Several ways children process emotions
It’s not uncommon for a child to become a bit more reclusive than usual or grow quiet when it comes to telling how he or she feels about life changes involving divorce. Other children might do the exact opposite and become aggressive in their behavior or show signs of anger toward their siblings or parents.
Some children are able to discuss their feelings in a calm, mature manner. By building a strong support network, you can help your kids cope, no matter what their initial reaction to the news of your pending divorce happens to be.
Parental conflict affects kids’ ability to cope
If your children witness you and your ex working together as a team to create a co-parenting arrangement that keeps their best interests in mind, chances are good that they will be able to successfully adapt to their new lifestyles. On the other hand, if your relationship with your ex is contentious, it can have a direct negative impact on your children’s ability to cope with your divorce.
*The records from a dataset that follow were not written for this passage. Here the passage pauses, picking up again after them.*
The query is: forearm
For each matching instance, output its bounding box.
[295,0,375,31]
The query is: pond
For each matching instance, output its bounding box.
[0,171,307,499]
There have been tests done that have shown that stress hormone levels skyrocket in children who are exposed to parental conflict, particularly in connection with a divorce. It’s not uncommon for parents to disagree about certain issues regarding their children, even for married couples. What matters most is how co-parents act when attempting to resolve such issues.
No need to go it alone
It’s understandable that you might not want to share details of your personal life, especially regarding divorce, with a lot of other people. However, it’s often helpful for families, particularly children, when others are on hand to provide encouragement, advice and support as they learn to adjust to a post-divorce family life.
Extended family members, licensed counselors, ministers, school faculty, close friends and legal advocates can all have key roles in helping you rise above any challenges or obstacles that arise as you and your children lay the groundwork for your new lifestyle.